From mboxrd@z Thu Jan  1 00:00:00 1970
Return-Path: <linux-kernel-owner+w=401wt.eu-S1755727AbZESJA6@vger.kernel.org>
Received: (majordomo@vger.kernel.org) by vger.kernel.org via listexpand
	id S1755727AbZESJA6 (ORCPT <rfc822;w@1wt.eu>);
	Tue, 19 May 2009 05:00:58 -0400
Received: (majordomo@vger.kernel.org) by vger.kernel.org id S1755570AbZESJAu
	(ORCPT <rfc822;linux-kernel-outgoing>);
	Tue, 19 May 2009 05:00:50 -0400
Received: from mtagate4.de.ibm.com ([195.212.29.153]:64843 "EHLO
	mtagate4.de.ibm.com" rhost-flags-OK-OK-OK-OK) by vger.kernel.org
	with ESMTP id S1754885AbZESJAt (ORCPT
	<rfc822;linux-kernel@vger.kernel.org>);
	Tue, 19 May 2009 05:00:49 -0400
Date: Tue, 19 May 2009 11:00:47 +0200
From: Martin Schwidefsky <schwidefsky@de.ibm.com>
To: Michael Abbott <michael@araneidae.co.uk>
Cc: Peter Zijlstra <peterz@infradead.org>,
       Linus Torvalds <torvalds@linux-foundation.org>,
       linux-kernel <linux-kernel@vger.kernel.org>,
       Jan Engelhardt <jengelh@medozas.de>
Subject: Re: [GIT PULL] cputime patch for 2.6.30-rc6
Message-ID: <20090519110047.2e0d9e55@skybase>
In-Reply-To: <Pine.LNX.4.64.0905181717001.21259@venus.araneidae.co.uk>
References: <20090518160904.7df88425@skybase>
	<1242660243.26820.439.camel@twins>
	<Pine.LNX.4.64.0905181717001.21259@venus.araneidae.co.uk>
Organization: IBM Corporation
X-Mailer: Claws Mail 3.7.1 (GTK+ 2.16.1; i486-pc-linux-gnu)
Mime-Version: 1.0
Content-Type: text/plain; charset=US-ASCII
Content-Transfer-Encoding: 7bit
Sender: linux-kernel-owner@vger.kernel.org
List-ID: <linux-kernel.vger.kernel.org>
X-Mailing-List: linux-kernel@vger.kernel.org

On Mon, 18 May 2009 17:28:53 +0100 (BST)
Michael Abbott <michael@araneidae.co.uk> wrote:

> > > +	for_each_possible_cpu(i)
> > > +		idletime = cputime64_add(idletime, kstat_cpu(i).cpustat.idle);
> > > +	idletime = cputime64_to_clock_t(idletime);
> > >  
> > >  	do_posix_clock_monotonic_gettime(&uptime);
> > >  	monotonic_to_bootbased(&uptime);
> > 
> > This is a world readable proc file, adding a for_each_possible_cpu() in
> > there scares me a little (this wouldn't be the first and only such case
> > though).
> > 
> > Suppose you have lots of cpus, and all those cpus are dirtying those
> > cachelines (who's updating idle time when they're idle?), then this loop
> > can cause a massive cacheline bounce fest.
> > 
> > Then think about userspace doing: 
> >   while :; do cat /proc/uptime > /dev/null; done
> 
> Well, the offending code derives pretty well directly from /proc/stat, 
> which is used, for example, by top.  So if there is an issue then I guess 
> it already exists.  
> 
> There is a pending problem in this code: for a multiple cpu system we'll 
> end up with more idle time than elapsed time, which is not really very 
> nice.  Unfortunately *something* has to be done here, as it looks as if 
> .utime and .stime (at least for init_task) have lost any meaning.  I sort 
> of though of dividing by number of cpus, but that's not going to work very 
> well..

I don't see a problem here.
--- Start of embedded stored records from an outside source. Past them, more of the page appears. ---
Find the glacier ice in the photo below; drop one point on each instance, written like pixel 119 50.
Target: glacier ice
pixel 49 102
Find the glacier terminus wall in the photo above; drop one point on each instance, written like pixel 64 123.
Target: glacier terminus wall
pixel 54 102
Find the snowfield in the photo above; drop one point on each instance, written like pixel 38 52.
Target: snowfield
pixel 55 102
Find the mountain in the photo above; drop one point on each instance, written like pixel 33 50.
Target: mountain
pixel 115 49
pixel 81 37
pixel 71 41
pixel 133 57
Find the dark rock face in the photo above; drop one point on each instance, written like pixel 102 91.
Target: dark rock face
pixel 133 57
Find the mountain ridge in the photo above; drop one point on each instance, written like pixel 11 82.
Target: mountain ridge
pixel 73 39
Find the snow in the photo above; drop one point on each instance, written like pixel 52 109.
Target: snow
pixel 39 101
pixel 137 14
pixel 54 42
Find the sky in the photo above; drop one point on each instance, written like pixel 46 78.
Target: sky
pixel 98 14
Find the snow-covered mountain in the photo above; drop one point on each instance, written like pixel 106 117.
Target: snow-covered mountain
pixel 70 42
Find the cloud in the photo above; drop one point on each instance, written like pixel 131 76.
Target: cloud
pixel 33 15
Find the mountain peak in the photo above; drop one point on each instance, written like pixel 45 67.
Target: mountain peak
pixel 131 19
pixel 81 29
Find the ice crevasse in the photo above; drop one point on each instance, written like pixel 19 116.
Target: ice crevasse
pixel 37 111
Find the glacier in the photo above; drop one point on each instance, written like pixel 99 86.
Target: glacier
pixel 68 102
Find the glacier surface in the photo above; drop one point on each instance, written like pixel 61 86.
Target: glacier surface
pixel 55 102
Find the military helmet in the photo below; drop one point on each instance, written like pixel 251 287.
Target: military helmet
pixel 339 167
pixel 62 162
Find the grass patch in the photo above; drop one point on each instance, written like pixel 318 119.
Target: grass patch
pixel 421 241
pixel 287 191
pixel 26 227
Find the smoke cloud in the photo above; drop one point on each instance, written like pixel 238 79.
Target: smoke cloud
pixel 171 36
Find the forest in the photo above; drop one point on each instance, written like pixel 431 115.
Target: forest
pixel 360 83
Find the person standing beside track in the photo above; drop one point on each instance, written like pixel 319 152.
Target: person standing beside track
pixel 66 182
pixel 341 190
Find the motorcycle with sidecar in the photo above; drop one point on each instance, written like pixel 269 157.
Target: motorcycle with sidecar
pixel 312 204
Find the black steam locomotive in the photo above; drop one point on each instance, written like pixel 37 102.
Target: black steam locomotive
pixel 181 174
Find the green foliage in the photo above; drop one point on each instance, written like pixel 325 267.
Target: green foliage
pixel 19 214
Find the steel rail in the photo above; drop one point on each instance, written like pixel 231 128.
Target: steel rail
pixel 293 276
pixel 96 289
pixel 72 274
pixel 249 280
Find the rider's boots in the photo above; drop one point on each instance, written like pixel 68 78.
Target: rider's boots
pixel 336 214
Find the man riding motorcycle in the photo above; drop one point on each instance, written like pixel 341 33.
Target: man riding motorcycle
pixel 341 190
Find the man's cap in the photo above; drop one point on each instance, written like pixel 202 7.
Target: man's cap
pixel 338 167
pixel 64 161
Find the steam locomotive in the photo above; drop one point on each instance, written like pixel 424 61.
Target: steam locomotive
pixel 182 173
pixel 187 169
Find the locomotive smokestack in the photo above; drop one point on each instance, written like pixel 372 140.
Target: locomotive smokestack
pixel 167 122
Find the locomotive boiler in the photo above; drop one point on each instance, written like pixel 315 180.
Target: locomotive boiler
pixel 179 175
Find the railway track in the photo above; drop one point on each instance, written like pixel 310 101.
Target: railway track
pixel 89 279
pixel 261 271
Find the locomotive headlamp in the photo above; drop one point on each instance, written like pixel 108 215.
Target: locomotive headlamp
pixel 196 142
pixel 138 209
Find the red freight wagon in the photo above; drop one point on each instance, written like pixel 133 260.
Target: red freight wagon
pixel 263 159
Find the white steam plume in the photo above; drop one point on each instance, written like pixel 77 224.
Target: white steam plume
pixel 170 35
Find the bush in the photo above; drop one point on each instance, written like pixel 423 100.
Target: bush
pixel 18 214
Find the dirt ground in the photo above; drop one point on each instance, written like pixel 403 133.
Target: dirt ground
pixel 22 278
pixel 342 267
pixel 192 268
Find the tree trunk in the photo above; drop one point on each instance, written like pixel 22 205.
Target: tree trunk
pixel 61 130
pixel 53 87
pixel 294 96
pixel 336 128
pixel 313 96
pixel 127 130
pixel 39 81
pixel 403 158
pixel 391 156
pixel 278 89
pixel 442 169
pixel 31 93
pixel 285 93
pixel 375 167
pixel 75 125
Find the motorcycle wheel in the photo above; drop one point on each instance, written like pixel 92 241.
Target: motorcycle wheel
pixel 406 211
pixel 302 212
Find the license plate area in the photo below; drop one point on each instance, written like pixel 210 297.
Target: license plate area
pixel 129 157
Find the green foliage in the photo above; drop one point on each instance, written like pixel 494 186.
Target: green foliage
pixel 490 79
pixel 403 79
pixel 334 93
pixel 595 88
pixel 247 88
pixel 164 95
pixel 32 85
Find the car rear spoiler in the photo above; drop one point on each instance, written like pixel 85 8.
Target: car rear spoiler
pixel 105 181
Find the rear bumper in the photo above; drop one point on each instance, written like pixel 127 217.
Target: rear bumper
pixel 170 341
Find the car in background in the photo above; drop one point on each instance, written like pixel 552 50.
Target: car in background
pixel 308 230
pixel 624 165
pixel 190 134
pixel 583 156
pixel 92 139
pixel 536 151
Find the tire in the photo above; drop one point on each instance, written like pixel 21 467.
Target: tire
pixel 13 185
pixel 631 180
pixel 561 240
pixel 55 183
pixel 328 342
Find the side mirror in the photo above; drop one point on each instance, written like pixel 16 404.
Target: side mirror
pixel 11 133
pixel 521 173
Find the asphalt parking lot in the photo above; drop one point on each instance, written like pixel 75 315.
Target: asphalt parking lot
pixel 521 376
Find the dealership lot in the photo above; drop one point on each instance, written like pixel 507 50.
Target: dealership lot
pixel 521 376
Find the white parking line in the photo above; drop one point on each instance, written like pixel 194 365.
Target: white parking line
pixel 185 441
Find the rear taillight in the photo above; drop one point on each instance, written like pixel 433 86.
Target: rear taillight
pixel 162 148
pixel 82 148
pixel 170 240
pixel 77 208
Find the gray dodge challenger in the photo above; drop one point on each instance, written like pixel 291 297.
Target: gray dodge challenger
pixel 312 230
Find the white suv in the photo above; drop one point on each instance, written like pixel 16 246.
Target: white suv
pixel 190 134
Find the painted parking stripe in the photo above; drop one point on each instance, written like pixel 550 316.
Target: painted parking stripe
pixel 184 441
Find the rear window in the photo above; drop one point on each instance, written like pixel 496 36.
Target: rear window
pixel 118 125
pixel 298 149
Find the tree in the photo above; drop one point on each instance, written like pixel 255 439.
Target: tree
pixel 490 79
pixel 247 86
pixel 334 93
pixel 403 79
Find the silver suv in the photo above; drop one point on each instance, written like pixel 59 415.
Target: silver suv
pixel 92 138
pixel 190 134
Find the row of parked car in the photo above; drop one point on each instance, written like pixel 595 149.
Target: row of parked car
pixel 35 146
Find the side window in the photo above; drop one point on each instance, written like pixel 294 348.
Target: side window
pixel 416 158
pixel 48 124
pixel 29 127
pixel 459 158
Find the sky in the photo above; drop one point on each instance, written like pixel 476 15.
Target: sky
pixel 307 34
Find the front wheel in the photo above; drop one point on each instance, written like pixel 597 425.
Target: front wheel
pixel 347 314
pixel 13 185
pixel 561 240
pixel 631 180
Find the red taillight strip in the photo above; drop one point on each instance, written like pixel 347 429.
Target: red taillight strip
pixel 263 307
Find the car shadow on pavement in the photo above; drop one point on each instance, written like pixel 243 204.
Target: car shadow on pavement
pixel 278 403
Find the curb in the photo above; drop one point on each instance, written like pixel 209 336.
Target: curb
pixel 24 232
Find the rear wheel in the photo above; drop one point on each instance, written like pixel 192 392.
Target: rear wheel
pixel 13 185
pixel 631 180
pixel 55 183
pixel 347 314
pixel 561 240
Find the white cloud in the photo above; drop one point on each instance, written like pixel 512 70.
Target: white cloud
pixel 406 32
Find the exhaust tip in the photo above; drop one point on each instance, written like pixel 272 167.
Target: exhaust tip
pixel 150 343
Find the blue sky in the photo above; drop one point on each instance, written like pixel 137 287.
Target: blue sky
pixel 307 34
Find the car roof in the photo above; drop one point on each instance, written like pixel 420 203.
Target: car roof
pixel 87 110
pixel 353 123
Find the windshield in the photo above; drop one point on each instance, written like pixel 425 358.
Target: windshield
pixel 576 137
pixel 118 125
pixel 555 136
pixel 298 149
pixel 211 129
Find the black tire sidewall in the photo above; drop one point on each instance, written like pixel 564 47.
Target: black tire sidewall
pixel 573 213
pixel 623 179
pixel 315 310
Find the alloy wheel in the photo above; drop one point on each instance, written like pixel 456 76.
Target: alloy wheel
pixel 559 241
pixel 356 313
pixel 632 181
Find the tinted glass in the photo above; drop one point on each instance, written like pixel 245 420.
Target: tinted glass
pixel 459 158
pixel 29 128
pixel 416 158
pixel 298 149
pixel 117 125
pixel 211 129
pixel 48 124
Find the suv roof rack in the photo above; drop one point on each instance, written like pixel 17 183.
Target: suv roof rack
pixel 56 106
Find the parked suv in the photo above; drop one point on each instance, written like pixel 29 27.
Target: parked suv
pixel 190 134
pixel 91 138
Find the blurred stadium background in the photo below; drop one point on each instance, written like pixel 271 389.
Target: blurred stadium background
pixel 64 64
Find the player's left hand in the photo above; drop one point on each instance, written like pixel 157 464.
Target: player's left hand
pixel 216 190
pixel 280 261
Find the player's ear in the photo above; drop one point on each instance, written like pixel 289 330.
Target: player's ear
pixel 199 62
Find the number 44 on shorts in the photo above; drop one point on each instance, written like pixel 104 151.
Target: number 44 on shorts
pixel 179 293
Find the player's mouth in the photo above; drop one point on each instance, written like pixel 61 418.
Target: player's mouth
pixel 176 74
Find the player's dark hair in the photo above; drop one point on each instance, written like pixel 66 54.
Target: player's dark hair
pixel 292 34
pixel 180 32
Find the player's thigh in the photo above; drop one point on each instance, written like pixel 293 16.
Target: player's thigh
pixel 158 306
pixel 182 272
In an idle multiple cpu system there IS
more idle time than elapsed time. What would makes sense is to compare
elapsed time * #cpus with the idle time. But then there is cpu hotplug
which forces you to look at the delta of two measuring points where the
number of cpus did not change.

> I came to this problem from a uni-processor instrument which uses 
> /proc/uptime to determine whether the system is overloaded (and discovers 
> on the current kernel that it is, permanently!).  This fix is definitely 
> imperfect, but I think a better fix will require rather deeper knowledge 
> of kernel time accounting than I can offer.

Hmm, I would use the idle time field from /proc/stat for that.

-- 
blue skies,
   Martin.

"Reality continues to ruin my life." - Calvin.